Perform complex transformations to prepare data for the Dimensional Layer
A Dimodelo project contains a Transform layer where Views and Materialized Views can be created to perform more complex ETL in preparation for loading into the Dimensional layer.
The Views/Materialized Views are complex SQL queries over data on in the Staging layer. It’s useful for creating aggregations, or allocations etc of data prior to the transform and load process into the Dimensional layer.
- Materialized View. A Materialized View is a table created during the execution of the ETL and populated with the result of the defined query. It is dropped and re-created every time the ETL runs. On deployment, the Materialized View won’t exist. It is only created during ETL execution.
- View. A view is created as a view in the database. There is no ETL, it is just a simple view that can be utilized by the Dimensional layer as a source. Be careful about how views are used. If more than 1 view is used as a source of a Dimension or Fact, it can badly affect the performance. We recommend Materialized views in most cases unless you know that the View will be the single source of a Dimension/Fact.
Note: When you use a View or Materialized View as one of the sources of a Dimension/Fact Transform, then the pattern to load the Dimension/Fact, generated by Dimodelo, changes. Instead of being incremental, and only operating on the data that changed, a full comparison between the View/Materialized View and the Dimension/Fact is executed to determine what changed, before loading the changes to the Dimension/Fact. This is because Dimodelo can’t guarantee that the data presented by the View/Materialized View is just the delta changeset. In-fact most views/Materialized views are not written that way.
Create a new “TimeSheetBalance” Transform Materialized View
- Expand the Transform folder, right-click the child Transform folder and click Add New.
- Select “Materialized View” in the “Table Type” dropdown.
- In the Staging Table Name field type “TimeSheetBalance“. The name is used to define the name of the Materialized View table in the Staging database. The table name in the Staging database will be Schema.Source System Abbreviation_Staging Table Name. i.e. tfm.Stage_TimeSheetBalance.
- Enter the “This is the TimesSheetBalance transform materialized view” Description in the Description field. This is optional. The Description is used as an overview for the table in the generated Documentation.
Columns Tab
- Add a MonthStartDate column with a date datatype.

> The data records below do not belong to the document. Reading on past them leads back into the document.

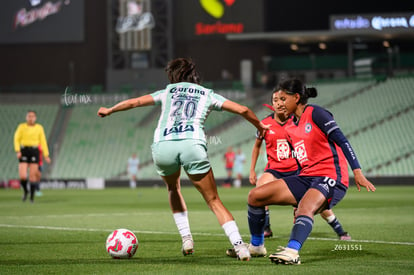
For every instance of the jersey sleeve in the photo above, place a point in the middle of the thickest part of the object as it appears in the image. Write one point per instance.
(217, 101)
(17, 136)
(43, 142)
(325, 121)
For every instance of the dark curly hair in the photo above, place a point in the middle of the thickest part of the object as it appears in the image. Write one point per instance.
(182, 70)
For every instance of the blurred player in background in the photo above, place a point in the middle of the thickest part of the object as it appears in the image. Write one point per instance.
(322, 151)
(132, 170)
(27, 138)
(179, 141)
(281, 163)
(239, 160)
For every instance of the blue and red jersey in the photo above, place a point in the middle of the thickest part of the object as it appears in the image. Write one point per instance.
(278, 150)
(317, 153)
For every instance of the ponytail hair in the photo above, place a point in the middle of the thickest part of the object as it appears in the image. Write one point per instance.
(295, 86)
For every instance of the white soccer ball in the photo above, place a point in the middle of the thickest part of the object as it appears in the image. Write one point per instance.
(121, 244)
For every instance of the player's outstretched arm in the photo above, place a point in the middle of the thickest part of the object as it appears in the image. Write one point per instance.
(145, 100)
(255, 156)
(361, 180)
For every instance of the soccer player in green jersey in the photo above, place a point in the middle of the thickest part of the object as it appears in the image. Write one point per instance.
(179, 141)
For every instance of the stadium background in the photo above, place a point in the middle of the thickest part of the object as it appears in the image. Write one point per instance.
(68, 63)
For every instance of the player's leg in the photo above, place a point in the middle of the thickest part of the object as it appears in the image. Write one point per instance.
(329, 216)
(23, 166)
(165, 160)
(33, 179)
(265, 178)
(311, 203)
(38, 177)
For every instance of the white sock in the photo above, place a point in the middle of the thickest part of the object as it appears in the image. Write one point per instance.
(232, 231)
(183, 225)
(330, 218)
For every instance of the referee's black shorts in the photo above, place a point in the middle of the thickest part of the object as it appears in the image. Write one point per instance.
(29, 154)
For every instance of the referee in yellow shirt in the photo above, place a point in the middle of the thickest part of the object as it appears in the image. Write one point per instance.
(27, 138)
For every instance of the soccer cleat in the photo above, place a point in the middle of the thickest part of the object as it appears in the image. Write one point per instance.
(242, 251)
(24, 198)
(231, 252)
(255, 251)
(188, 246)
(268, 232)
(285, 255)
(345, 237)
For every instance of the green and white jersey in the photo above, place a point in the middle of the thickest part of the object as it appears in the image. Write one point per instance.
(184, 109)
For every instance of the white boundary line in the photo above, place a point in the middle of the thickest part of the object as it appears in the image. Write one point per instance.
(174, 233)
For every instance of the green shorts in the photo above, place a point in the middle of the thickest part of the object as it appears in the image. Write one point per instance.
(170, 155)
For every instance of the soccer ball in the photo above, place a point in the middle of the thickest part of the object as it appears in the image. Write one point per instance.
(121, 244)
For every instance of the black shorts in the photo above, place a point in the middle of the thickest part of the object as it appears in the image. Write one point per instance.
(332, 190)
(29, 155)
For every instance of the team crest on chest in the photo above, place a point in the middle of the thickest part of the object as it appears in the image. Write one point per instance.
(282, 149)
(300, 151)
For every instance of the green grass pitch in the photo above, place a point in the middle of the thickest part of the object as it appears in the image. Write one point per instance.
(64, 232)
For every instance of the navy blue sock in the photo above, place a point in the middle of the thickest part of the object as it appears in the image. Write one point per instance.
(256, 219)
(336, 225)
(300, 232)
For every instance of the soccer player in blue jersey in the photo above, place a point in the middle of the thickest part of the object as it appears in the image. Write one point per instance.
(322, 152)
(179, 141)
(281, 163)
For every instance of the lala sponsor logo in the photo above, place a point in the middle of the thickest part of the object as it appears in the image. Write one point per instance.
(217, 9)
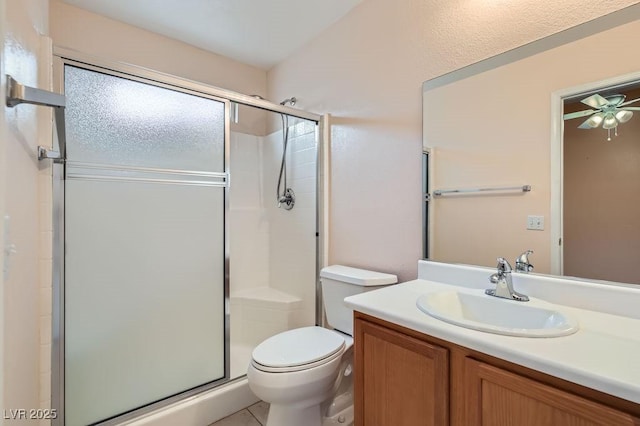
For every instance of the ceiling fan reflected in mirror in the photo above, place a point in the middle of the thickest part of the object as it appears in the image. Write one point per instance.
(607, 111)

Tick Business Key.
- Add a TotalHours column with a decimal(9,2) datatype.
View Tab
- Click Add to add a query for the Materialized View.
- On the Extract dialog, Source tab, add the following query:
SELECT *
FROM
(
SELECT
MIN ( CAST(Date AS DATE)) OVER (PARTITION BY CAST(YEAR(Date) AS VARCHAR(4)) + CAST(MONTH(DAte) AS VARCHAR(2))) AS MonthStartDate,
SUM ([Hours]) OVER (PARTITION BY CAST(YEAR(Date) AS VARCHAR(4)) + CAST(MONTH(DAte) AS VARCHAR(2))) AS Total,
ROW_NUMBER() OVER (PARTITION BY CAST(YEAR(Date) AS VARCHAR(4)) + CAST(MONTH(DAte) AS VARCHAR(2)) ORDER BY CAST(YEAR(Date) AS VARCHAR(4)) + CAST(MONTH(DAte) AS VARCHAR(2))) AS RowNum
FROM psg.[SV_TimeSheet]
) S
WHERE RowNum = 1
This query sums up the timesheet monthly total hours and associates it with the first day of each of the months (ready for a calendar dimension lookup).

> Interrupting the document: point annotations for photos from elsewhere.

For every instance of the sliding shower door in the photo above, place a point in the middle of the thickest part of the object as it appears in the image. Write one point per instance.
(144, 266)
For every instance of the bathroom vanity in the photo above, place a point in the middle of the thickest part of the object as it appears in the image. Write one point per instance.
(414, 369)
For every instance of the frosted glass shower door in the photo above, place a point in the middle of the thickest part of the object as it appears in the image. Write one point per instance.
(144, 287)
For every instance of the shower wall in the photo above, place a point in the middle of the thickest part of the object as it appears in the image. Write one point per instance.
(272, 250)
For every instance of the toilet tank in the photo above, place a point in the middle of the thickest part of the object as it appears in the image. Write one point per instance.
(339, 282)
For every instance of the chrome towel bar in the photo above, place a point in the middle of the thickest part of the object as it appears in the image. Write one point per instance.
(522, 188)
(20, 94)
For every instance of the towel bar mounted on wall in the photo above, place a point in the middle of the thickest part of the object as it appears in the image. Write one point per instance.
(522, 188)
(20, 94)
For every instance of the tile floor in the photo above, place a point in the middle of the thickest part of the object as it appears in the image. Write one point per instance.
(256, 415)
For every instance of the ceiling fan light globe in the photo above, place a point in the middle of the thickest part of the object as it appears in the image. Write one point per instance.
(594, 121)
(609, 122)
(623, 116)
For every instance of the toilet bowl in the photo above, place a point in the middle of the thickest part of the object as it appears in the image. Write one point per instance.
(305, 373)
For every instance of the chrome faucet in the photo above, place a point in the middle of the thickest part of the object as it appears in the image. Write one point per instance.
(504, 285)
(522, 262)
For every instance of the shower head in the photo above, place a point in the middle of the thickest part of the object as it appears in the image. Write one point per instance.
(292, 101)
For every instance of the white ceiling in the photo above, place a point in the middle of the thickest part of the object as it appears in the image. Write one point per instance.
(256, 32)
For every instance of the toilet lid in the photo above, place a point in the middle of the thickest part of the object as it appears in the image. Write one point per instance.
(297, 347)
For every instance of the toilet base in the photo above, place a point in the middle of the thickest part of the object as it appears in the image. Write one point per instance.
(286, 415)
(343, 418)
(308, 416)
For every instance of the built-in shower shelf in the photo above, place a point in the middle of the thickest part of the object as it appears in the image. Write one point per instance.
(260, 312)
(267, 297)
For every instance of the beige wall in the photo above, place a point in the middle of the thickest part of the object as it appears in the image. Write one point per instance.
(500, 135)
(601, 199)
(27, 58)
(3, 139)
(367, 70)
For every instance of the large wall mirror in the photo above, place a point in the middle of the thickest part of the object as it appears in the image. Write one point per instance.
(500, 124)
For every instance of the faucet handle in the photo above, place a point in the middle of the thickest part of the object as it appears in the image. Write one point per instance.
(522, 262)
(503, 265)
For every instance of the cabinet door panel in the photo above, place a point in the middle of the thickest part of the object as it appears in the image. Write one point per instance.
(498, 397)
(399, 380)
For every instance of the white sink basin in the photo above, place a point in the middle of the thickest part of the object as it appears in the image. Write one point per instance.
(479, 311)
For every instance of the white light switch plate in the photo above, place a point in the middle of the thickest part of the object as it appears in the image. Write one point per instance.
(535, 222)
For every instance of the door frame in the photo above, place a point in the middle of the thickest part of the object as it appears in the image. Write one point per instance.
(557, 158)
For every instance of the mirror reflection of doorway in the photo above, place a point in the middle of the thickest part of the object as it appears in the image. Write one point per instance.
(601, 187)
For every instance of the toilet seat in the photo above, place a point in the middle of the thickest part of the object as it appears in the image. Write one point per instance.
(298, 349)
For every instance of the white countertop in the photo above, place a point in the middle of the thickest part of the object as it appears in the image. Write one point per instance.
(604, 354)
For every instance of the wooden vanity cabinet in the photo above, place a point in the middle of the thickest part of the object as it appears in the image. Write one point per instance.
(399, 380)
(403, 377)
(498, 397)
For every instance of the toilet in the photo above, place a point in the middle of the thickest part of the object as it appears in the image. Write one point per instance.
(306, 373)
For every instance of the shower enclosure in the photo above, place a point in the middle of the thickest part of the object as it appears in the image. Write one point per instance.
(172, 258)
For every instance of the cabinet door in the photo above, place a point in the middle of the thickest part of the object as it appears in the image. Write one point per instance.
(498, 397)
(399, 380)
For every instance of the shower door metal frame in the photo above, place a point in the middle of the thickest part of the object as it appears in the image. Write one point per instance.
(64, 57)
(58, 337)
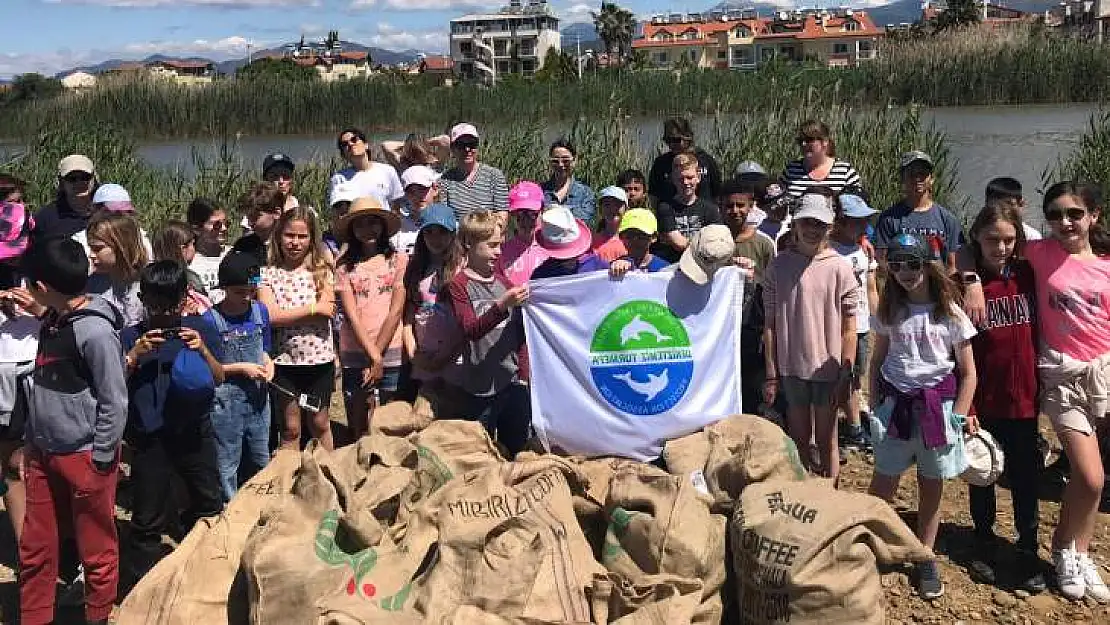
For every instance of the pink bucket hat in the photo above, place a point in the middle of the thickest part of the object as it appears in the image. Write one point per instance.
(561, 234)
(525, 195)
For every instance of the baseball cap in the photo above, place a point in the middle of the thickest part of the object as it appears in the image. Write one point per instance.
(113, 198)
(240, 269)
(815, 207)
(275, 160)
(855, 207)
(419, 174)
(463, 130)
(16, 225)
(908, 248)
(639, 219)
(76, 162)
(440, 214)
(710, 249)
(915, 157)
(614, 192)
(525, 195)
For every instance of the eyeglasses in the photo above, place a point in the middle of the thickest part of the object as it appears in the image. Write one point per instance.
(1073, 213)
(898, 266)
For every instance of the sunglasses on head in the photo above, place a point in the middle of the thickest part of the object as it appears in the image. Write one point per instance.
(1073, 213)
(906, 265)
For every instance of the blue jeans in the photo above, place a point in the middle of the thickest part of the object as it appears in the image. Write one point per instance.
(241, 421)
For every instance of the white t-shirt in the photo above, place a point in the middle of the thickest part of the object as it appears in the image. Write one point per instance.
(861, 265)
(380, 181)
(921, 350)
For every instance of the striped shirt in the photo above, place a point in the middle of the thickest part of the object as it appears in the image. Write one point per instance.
(798, 182)
(486, 191)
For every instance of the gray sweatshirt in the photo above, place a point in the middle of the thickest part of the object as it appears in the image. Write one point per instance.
(79, 393)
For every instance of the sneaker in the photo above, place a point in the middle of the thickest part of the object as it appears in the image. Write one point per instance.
(928, 581)
(1069, 574)
(1096, 587)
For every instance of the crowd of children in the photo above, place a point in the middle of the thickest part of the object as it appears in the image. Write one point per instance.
(201, 358)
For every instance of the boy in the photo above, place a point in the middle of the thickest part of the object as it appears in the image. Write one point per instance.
(170, 400)
(637, 232)
(493, 369)
(847, 231)
(76, 420)
(262, 205)
(1008, 190)
(684, 214)
(241, 411)
(918, 214)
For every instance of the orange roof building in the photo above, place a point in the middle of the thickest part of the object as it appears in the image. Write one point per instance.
(839, 38)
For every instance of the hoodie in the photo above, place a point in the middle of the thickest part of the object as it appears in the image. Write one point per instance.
(805, 301)
(79, 396)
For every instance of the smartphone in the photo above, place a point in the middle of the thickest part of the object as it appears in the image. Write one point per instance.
(309, 402)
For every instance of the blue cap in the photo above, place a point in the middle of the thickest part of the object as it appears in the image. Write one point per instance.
(855, 207)
(440, 214)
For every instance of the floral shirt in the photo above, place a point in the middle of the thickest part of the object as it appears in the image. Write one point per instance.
(310, 341)
(372, 283)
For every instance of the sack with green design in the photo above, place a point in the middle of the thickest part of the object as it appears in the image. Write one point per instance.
(725, 457)
(806, 553)
(661, 524)
(195, 583)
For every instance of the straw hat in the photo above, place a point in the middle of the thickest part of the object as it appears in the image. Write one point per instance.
(366, 207)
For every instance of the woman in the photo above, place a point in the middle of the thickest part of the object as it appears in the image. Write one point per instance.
(562, 188)
(818, 165)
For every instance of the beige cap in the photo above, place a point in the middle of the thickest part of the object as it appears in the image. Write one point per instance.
(76, 162)
(709, 249)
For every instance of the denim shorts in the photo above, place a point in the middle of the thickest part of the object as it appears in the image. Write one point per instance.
(892, 456)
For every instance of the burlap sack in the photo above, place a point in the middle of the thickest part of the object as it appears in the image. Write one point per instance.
(662, 524)
(806, 553)
(194, 584)
(728, 455)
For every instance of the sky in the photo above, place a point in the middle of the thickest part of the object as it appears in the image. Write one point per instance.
(54, 36)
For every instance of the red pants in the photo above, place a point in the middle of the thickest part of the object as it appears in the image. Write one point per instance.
(67, 486)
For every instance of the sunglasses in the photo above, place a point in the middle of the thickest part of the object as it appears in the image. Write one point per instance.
(906, 265)
(1072, 213)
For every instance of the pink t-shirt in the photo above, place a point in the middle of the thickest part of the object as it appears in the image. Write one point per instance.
(372, 283)
(1072, 300)
(608, 248)
(518, 259)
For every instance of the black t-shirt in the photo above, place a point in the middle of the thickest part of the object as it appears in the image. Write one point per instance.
(685, 219)
(658, 180)
(254, 245)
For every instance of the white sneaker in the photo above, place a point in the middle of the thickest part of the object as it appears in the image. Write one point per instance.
(1069, 574)
(1096, 587)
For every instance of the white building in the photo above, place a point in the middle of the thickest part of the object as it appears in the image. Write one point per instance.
(512, 41)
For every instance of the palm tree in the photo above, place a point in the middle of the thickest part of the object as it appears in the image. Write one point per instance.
(615, 26)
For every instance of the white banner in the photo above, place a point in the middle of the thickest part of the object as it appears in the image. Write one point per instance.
(621, 366)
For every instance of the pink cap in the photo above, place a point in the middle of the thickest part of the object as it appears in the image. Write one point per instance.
(525, 195)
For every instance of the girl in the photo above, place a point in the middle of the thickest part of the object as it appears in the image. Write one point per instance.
(1006, 394)
(369, 283)
(299, 291)
(429, 333)
(117, 255)
(918, 405)
(177, 241)
(809, 298)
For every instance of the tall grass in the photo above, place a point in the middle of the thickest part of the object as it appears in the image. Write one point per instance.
(970, 67)
(607, 144)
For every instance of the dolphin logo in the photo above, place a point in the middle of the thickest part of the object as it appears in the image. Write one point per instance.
(655, 384)
(637, 326)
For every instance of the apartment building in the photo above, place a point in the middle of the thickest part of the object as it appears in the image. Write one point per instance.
(745, 40)
(512, 41)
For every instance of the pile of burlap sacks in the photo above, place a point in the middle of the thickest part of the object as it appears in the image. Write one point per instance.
(424, 521)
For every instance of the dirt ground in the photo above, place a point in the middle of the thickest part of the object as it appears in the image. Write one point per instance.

- Click Mappings. Map columns as you would with any other staging table. Expressions are not supported.
- Click Ok.
- Click Save.
TroubleShoot
- I can’t Map columns, and my query is invalid.

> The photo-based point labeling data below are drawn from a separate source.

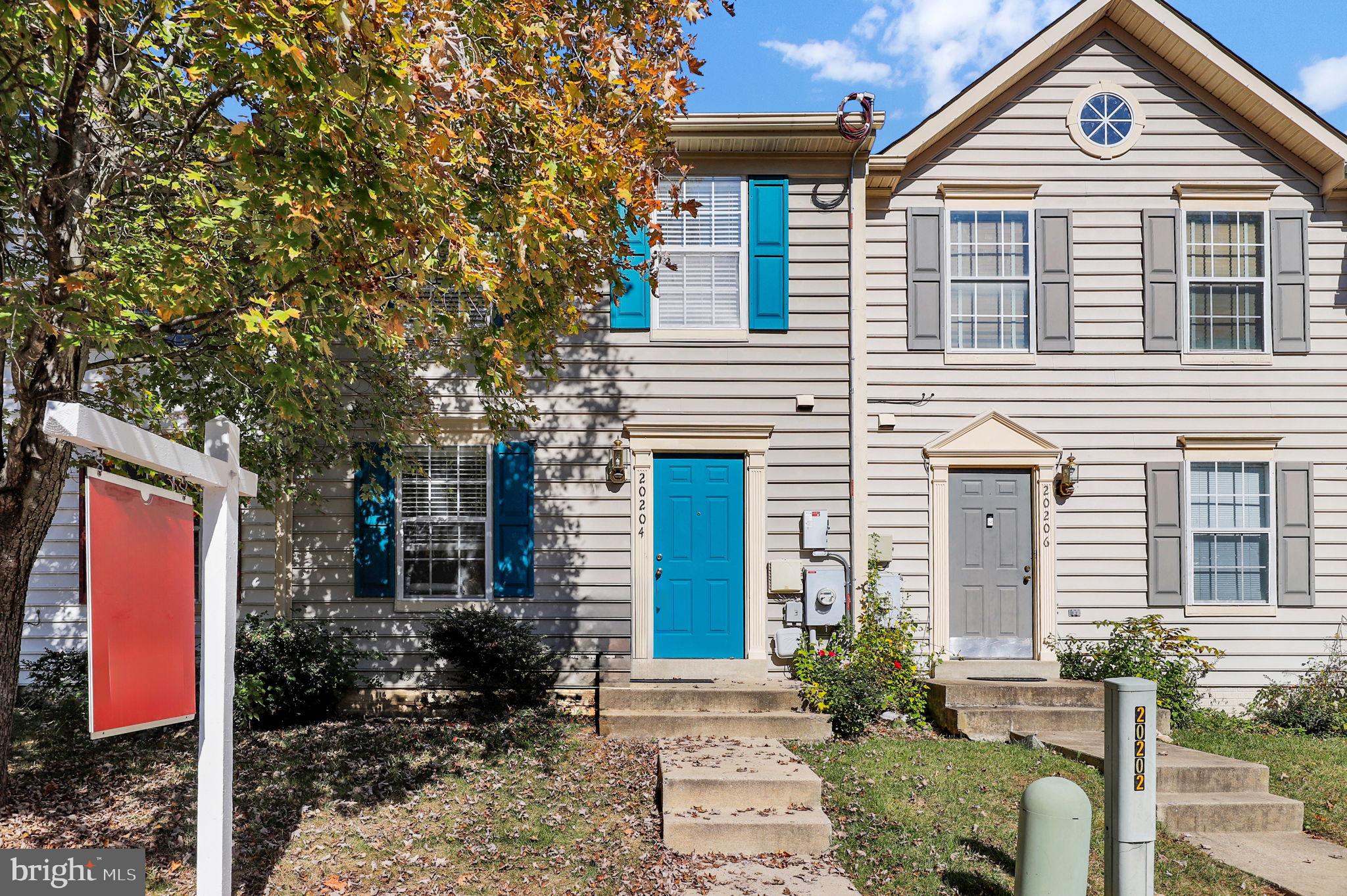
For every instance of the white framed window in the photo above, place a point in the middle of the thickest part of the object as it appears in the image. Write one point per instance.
(702, 279)
(1226, 276)
(991, 307)
(443, 524)
(1230, 532)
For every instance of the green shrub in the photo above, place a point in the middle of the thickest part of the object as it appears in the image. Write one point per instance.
(1316, 705)
(1144, 648)
(500, 659)
(291, 671)
(864, 672)
(59, 690)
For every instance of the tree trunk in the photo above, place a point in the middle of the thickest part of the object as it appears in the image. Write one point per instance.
(33, 473)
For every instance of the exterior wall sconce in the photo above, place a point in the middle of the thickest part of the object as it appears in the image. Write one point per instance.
(1069, 478)
(618, 465)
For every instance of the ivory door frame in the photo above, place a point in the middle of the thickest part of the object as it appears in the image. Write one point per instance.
(750, 442)
(996, 442)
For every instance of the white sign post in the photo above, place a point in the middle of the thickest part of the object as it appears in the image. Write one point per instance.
(222, 481)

You can’t save a Transform until the staging tables it uses have been generated and deployed to the staging database. Validation will fail.
- I used a View in a Dimension/Fact transform, and it’s really slow.
Be careful about how Views are used. If more than 1 view is used as a source of a Dimension or Fact, it can badly affect the performance. We recommend Materialized views in most cases unless you know that the View will be the single source of a Dimension/Fact.